KANSAS – The Prelude Implicit

KANSAS – The Prelude Implicit

This classic progressive rock band Kansas returns with their first studio album since 2000’s "Somewhere to Elsewhere". Now that vocalist/keyboardist Steve Walsh has retired and new vocalist Ronnie Platt has settled in, the band feel energized to create a new set of original material. Which can be a bold proposition, considering the main songwriters Kerry Livgren and Steve Walsh are no longer an active part of the group – but when you have this solid crew of musicians here, fears subside as this is a mature platter full of the rich, vibrant melodies and musicianship we’ve come to know and love from the band.

Right out of the gate "With This Heart" recalls more of the John Elefante years of the band, a radio-friendly number driven by a more Native American-theme musical arrangement and Ronnie carrying the chorus with uplifting charm and respectful emotion.
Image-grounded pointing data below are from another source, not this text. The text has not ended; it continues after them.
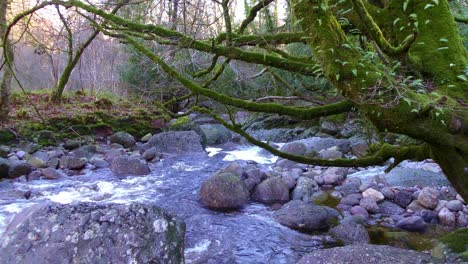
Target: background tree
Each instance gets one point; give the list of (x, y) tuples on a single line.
[(7, 74), (400, 63)]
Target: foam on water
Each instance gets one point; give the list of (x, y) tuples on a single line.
[(250, 153)]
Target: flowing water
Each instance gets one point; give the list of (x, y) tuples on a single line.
[(250, 235)]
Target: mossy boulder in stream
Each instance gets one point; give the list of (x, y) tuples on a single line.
[(458, 242), (224, 191)]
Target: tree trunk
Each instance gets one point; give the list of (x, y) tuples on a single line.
[(5, 85)]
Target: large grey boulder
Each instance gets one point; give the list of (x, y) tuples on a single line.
[(271, 190), (175, 142), (305, 187), (351, 233), (305, 215), (224, 191), (93, 233), (123, 138), (365, 254), (216, 134), (19, 168), (129, 165), (4, 168)]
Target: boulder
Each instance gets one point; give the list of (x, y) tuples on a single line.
[(216, 134), (4, 151), (403, 198), (72, 144), (370, 205), (93, 233), (129, 165), (388, 208), (334, 175), (305, 215), (271, 190), (18, 168), (151, 154), (429, 198), (123, 138), (175, 142), (454, 205), (446, 217), (4, 168), (365, 254), (224, 191), (305, 187), (412, 223), (374, 194), (351, 233)]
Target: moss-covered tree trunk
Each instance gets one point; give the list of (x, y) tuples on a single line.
[(5, 85), (440, 117)]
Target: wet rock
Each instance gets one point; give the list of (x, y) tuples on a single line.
[(51, 174), (446, 217), (94, 233), (28, 147), (146, 137), (175, 142), (462, 220), (99, 163), (429, 197), (370, 205), (253, 177), (447, 193), (296, 148), (37, 162), (73, 163), (412, 223), (216, 134), (351, 233), (388, 193), (129, 165), (18, 168), (334, 175), (415, 206), (429, 216), (4, 151), (271, 190), (304, 190), (304, 215), (72, 144), (151, 154), (224, 191), (389, 208), (358, 210), (34, 175), (46, 138), (331, 153), (4, 168), (348, 188), (123, 138), (234, 168), (373, 254), (374, 194), (454, 205), (359, 149), (53, 163), (329, 128), (351, 199), (403, 198)]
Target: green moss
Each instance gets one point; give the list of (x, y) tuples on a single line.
[(7, 136), (457, 241)]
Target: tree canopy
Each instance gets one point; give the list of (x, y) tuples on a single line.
[(400, 63)]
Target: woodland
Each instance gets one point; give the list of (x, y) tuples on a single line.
[(401, 65)]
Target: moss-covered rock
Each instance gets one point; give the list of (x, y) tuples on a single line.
[(457, 241)]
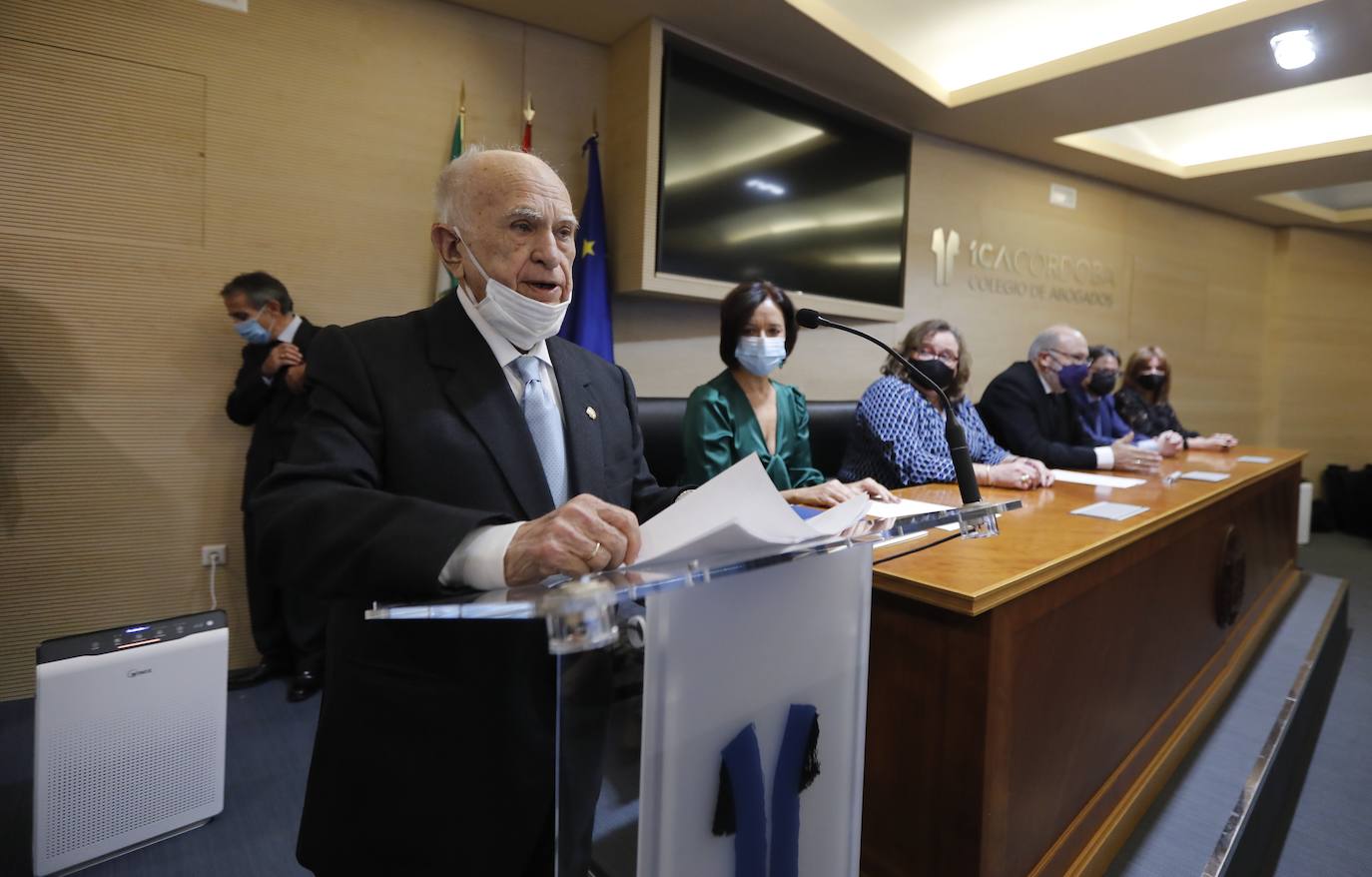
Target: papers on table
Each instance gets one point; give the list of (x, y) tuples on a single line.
[(1203, 476), (737, 510), (1110, 510), (1095, 479), (905, 508), (905, 536)]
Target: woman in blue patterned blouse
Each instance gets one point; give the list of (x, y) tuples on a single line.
[(898, 433)]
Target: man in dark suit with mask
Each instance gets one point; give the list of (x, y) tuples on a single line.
[(1029, 414), (457, 446), (269, 395)]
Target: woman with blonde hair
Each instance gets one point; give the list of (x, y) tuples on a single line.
[(898, 434)]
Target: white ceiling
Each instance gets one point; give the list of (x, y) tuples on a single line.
[(1140, 88), (1295, 124), (969, 50)]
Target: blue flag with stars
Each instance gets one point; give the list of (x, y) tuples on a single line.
[(587, 318)]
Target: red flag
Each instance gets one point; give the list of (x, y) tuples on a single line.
[(528, 124)]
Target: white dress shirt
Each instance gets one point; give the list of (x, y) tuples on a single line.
[(479, 558), (1104, 454), (286, 338)]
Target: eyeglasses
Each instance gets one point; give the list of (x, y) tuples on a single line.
[(1084, 359), (927, 353)]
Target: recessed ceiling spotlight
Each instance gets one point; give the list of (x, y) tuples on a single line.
[(1294, 48)]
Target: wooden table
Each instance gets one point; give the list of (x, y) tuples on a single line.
[(1029, 694)]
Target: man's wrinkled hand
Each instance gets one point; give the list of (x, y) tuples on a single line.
[(583, 535), (1133, 458), (280, 357), (296, 379)]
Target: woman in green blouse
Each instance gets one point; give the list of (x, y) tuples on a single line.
[(743, 411)]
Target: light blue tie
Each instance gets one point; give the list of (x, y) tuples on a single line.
[(545, 425)]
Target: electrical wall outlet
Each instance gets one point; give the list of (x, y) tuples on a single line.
[(216, 554)]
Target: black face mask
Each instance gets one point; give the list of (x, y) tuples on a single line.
[(936, 371), (1151, 382), (1102, 384)]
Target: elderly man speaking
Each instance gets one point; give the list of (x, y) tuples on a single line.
[(459, 444)]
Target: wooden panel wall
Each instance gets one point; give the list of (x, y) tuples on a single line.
[(1320, 348), (150, 153)]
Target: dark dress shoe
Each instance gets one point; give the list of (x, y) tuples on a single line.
[(254, 675), (304, 683)]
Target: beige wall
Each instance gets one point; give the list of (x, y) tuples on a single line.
[(160, 149), (154, 150)]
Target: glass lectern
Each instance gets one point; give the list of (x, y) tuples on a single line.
[(711, 714)]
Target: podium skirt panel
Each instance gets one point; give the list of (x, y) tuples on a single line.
[(433, 752)]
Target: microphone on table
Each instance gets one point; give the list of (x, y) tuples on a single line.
[(977, 517)]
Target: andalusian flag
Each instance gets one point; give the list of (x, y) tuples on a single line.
[(527, 144), (587, 318), (446, 280)]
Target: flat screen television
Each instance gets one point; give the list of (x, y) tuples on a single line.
[(759, 180)]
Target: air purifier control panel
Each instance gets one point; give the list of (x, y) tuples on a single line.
[(124, 638)]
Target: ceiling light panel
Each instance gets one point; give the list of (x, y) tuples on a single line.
[(960, 51), (1349, 202), (1298, 124)]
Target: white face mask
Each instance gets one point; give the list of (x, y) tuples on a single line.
[(521, 320), (760, 356)]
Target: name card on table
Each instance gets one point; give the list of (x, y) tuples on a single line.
[(1095, 479), (1205, 476)]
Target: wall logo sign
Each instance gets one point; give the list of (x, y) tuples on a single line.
[(1030, 274), (946, 254), (741, 807)]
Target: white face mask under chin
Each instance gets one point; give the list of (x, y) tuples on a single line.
[(521, 320)]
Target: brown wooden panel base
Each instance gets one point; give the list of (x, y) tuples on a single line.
[(1029, 738)]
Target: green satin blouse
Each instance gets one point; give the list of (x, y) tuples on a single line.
[(721, 430)]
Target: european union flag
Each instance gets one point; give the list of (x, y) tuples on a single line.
[(587, 318)]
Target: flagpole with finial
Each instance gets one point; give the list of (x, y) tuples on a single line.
[(459, 129), (528, 122)]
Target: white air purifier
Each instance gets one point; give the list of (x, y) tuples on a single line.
[(128, 738)]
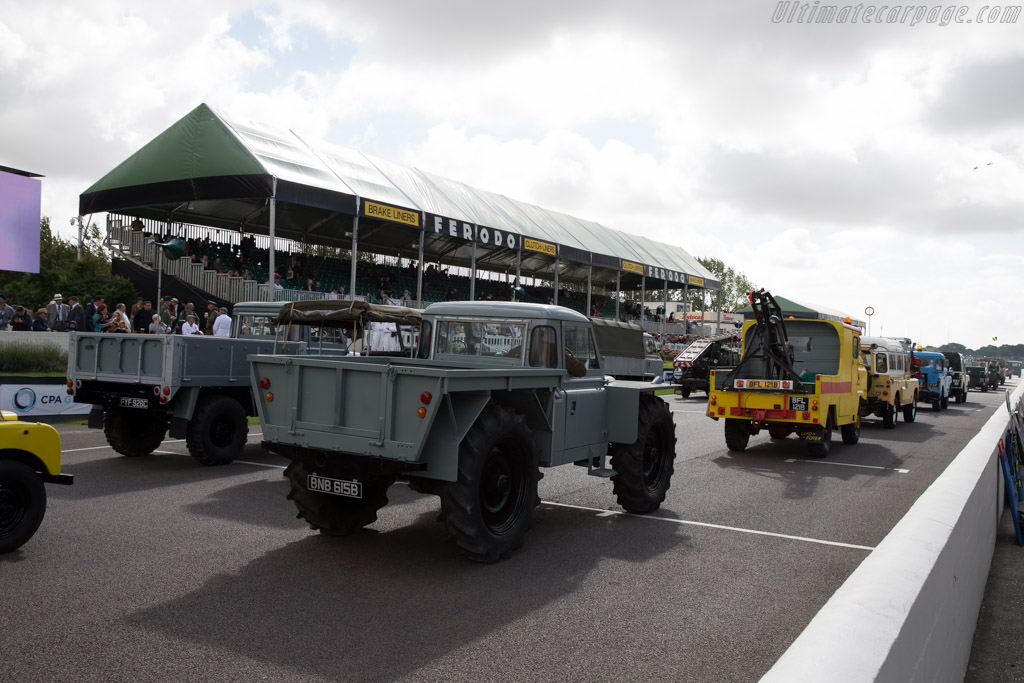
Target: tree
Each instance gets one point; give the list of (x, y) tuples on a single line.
[(735, 286), (60, 270)]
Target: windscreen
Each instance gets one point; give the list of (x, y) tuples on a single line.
[(480, 338)]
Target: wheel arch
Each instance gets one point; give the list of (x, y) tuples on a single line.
[(26, 458)]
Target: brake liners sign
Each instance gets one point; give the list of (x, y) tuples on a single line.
[(536, 245), (633, 267), (393, 214)]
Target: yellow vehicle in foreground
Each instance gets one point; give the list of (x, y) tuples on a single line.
[(30, 455), (804, 376)]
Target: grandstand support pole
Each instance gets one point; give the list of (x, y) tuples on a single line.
[(643, 299), (686, 305), (472, 270), (355, 250), (419, 263), (718, 323), (665, 311), (704, 306), (270, 266), (590, 279), (619, 290), (558, 264)]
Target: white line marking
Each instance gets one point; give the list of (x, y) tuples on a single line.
[(607, 513), (96, 447), (832, 462)]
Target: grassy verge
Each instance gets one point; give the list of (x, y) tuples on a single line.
[(29, 358)]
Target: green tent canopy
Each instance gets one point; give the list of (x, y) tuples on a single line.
[(797, 309)]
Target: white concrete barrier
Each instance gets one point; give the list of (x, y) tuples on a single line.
[(908, 612)]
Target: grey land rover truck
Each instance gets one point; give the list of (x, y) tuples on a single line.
[(494, 392)]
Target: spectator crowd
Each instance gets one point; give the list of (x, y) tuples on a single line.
[(69, 315)]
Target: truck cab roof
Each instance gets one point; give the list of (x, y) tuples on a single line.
[(505, 309)]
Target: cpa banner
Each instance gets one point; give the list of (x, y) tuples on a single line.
[(33, 399)]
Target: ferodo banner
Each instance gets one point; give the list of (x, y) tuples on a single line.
[(38, 399), (485, 237), (548, 248), (391, 213), (630, 266)]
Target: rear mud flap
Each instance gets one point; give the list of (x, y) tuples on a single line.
[(814, 434), (96, 418)]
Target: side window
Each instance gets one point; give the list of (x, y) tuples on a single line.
[(543, 347), (580, 342), (423, 351)]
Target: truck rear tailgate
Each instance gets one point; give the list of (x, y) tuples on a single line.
[(365, 407)]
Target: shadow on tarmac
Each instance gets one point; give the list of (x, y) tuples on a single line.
[(802, 478), (379, 605), (116, 474)]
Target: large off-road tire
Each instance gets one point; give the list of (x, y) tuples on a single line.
[(851, 433), (132, 432), (23, 504), (335, 515), (488, 509), (736, 435), (643, 469), (891, 414), (217, 431), (821, 449), (910, 411)]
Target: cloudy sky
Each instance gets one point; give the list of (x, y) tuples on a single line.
[(849, 164)]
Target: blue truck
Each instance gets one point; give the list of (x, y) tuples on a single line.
[(932, 370)]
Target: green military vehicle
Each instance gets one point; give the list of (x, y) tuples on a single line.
[(197, 387), (977, 372), (495, 392)]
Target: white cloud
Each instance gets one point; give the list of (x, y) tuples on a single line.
[(833, 163)]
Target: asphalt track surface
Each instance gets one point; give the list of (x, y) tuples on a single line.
[(158, 567)]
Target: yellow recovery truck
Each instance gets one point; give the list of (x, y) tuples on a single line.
[(30, 455), (803, 376)]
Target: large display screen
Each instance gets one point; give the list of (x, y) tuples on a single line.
[(19, 213)]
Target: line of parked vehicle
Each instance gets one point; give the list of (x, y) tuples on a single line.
[(465, 400), (811, 377)]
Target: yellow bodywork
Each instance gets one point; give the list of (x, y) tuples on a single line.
[(839, 388), (41, 441)]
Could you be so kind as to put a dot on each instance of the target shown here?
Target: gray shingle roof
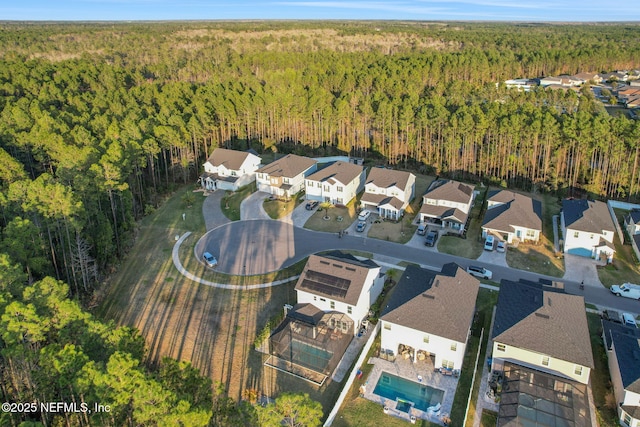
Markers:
(516, 210)
(339, 171)
(445, 189)
(625, 339)
(338, 276)
(587, 215)
(385, 178)
(546, 321)
(439, 304)
(288, 166)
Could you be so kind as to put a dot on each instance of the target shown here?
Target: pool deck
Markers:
(408, 370)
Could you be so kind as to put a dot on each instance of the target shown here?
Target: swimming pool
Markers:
(396, 388)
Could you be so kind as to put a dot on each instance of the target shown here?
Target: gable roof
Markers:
(516, 210)
(338, 172)
(440, 304)
(288, 166)
(586, 215)
(231, 159)
(385, 178)
(446, 189)
(543, 320)
(338, 276)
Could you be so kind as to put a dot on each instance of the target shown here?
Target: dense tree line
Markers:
(97, 121)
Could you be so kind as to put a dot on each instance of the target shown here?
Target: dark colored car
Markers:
(432, 237)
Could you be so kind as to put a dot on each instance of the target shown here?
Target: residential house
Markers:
(623, 352)
(447, 203)
(229, 169)
(388, 192)
(587, 229)
(285, 176)
(337, 183)
(429, 315)
(512, 216)
(334, 293)
(541, 356)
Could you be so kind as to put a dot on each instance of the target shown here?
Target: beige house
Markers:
(513, 217)
(285, 176)
(388, 192)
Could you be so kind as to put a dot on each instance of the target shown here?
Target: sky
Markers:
(421, 10)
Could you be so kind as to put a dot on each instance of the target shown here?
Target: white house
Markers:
(447, 203)
(229, 169)
(542, 328)
(623, 352)
(512, 216)
(285, 176)
(587, 229)
(388, 192)
(429, 315)
(337, 183)
(340, 283)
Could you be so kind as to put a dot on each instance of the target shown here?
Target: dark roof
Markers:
(445, 189)
(288, 166)
(440, 304)
(586, 215)
(342, 172)
(516, 210)
(544, 320)
(231, 159)
(627, 347)
(338, 276)
(385, 178)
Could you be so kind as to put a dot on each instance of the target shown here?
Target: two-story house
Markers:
(388, 192)
(512, 216)
(429, 315)
(623, 352)
(337, 183)
(541, 356)
(229, 169)
(447, 203)
(285, 176)
(587, 229)
(334, 294)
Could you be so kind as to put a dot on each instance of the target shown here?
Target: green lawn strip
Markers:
(230, 204)
(600, 378)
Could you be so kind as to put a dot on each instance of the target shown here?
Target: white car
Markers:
(488, 244)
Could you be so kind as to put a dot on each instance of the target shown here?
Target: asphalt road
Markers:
(261, 246)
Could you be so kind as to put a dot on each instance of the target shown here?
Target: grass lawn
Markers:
(230, 203)
(600, 379)
(625, 266)
(318, 222)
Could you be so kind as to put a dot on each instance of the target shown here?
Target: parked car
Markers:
(431, 238)
(364, 215)
(627, 290)
(488, 244)
(629, 320)
(479, 272)
(209, 259)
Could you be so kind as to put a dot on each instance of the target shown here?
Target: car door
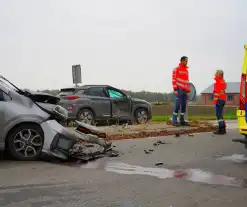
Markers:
(121, 104)
(99, 101)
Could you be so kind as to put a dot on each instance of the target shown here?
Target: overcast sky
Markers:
(130, 44)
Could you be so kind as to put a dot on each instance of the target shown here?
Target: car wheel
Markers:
(25, 142)
(86, 116)
(141, 116)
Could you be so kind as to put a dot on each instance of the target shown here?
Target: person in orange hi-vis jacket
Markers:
(219, 100)
(181, 87)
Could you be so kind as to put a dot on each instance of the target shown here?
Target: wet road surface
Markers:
(188, 171)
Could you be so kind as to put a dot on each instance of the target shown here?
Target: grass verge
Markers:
(194, 118)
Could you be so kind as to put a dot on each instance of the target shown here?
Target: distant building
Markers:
(232, 92)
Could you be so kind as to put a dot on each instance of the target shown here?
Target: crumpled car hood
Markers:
(44, 98)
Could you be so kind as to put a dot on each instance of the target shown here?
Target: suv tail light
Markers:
(242, 92)
(71, 97)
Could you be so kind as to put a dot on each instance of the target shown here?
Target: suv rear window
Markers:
(66, 92)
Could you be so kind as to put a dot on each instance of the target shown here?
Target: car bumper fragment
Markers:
(63, 143)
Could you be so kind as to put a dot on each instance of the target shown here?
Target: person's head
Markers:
(219, 73)
(184, 60)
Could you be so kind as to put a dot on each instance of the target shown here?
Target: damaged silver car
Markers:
(30, 125)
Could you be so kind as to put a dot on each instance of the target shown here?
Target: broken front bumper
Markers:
(60, 141)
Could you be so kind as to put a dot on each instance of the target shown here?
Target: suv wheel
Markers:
(86, 116)
(25, 142)
(141, 116)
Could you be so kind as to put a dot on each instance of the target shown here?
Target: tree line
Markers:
(145, 95)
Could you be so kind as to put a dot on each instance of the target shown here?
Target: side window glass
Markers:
(80, 92)
(115, 94)
(96, 92)
(4, 96)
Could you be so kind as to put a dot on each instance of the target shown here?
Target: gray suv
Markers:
(90, 103)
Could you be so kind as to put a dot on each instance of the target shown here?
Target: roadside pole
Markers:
(186, 115)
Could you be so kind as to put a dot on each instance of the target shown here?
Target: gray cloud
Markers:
(131, 44)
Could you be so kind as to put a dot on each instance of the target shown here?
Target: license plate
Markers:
(240, 113)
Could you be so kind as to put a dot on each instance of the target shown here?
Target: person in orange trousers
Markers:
(219, 100)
A Beatles-esque vibe with the violin and keyboard work makes "Visibility Zero" another charmer, guitarist Rich Williams weaving in and out of the playful David Ragsdale violin strains. As the record plays forward, you get a lot of different dynamic textures – almost as homage to a lot of the great contemporaries of their heydays. The Eagles certainly comes to the forefront of my mind for the ballad "The Unsung Heroes", while also looking back at their own "Leftoverture" through "Monolith" high points on the 8:18 epic "The Voyage of Eight Eighteen". Kansas may not necessarily be dazzling in terms of speedier intricacies – their progressive nature comes out in the interplay combinations and part to part consistencies.

Those who worry about Ronnie’s range need to check out "Rhythm in the Spirit" and the powerful "Summer". He can hit the Steve falsettos and also bridge the Elefante AOR years of the band – he’s proving to do the classic material justice, so hopefully the Kansas legions give him a fair shot. The band appear comfortable to reign in those melodies with stellar progressive rock intuition – just in a more mature mid-tempo fashion. It’s difficult to assess at ten to fifteen playbacks in where "The Prelude Implicit" sits in the overall Kansas catalog – but it’s definitely as strong as the best 70’s records in their discography, and will gain much praise from the music community.

Welcome back, let’s hope there are a couple more studio records down the road.